Curiosities – I wondered why it had taken Stage West so long to produce this Canadian hit. Why was there an audience warning of strobe lighting?
Notable Moment – Formerly innocuous lines referring to Americans are delivered with current sensibilities. Great farce, like great blue cheese, has a delicious vein of politics and the audience laps it up.
Notable writing – Culinary comedians Kash and Hughes serve up a feast of a farce with this kitchen confidential comedy for Stage West’s audience to dine on. With eight in the cast, the playwrights concoct numerous saucy combinations of delightful duplicity, drunk acting, deception and double entendre.
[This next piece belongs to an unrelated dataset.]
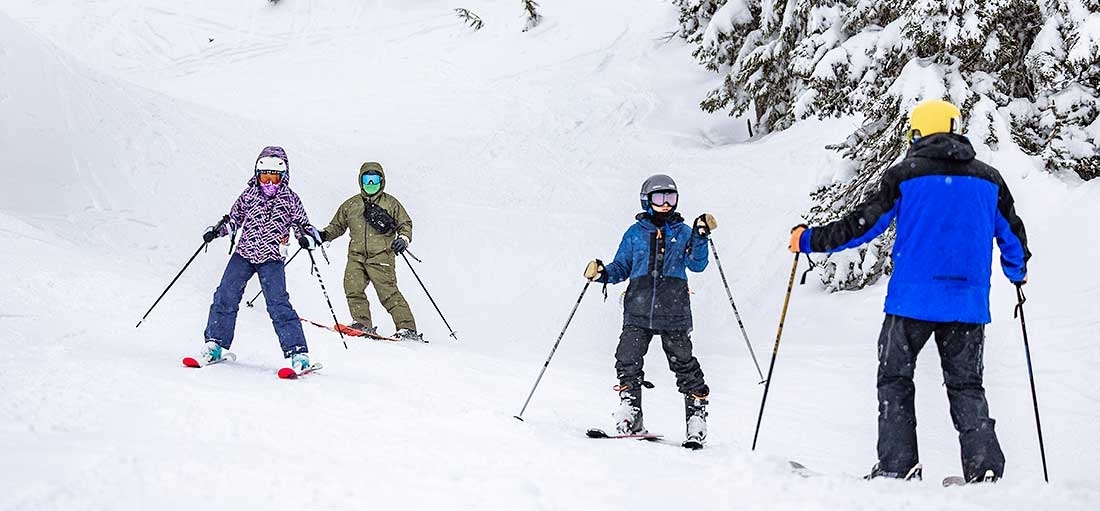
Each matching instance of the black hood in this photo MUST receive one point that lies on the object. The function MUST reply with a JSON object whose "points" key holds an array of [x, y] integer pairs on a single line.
{"points": [[943, 146]]}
Notable performances – Mark Weatherley, as the Canadian Basil Fawlty, heads up this collective of comedians complete with delicious Cleese-ian rants. A Braatz ladles out the laughs as the replacement chef with faux accents. Each cast member adds their own special ingredients into this delightful concoction - hams milking every laugh.
Notable design/Production – The most important part of the set design is adhering to the rules of door placement and function. Designer, Stage West veteran Sean D. Ellis provides this with the entrance to the restaurant, garbage shoot, doors to the cellar, kitchen, dining hall, and closet (for hiding contraband, corpses, and crooks). It would be grand if the walls didn’t jiggle, but it has always been thus.
Notable direction – Farce has a specific rhythm and J. Sean Elliot times this action with the skill of a Cordon Bleu chef. In the past, J. Sean Elliott had to flavour weak farces with additional physical comedy and over-the-top acting. In this script there is so much humour he doesn’t have to guild the lunacy.
One reason to see this show –– We need laughter in our diet right now – 3 Michelin stars.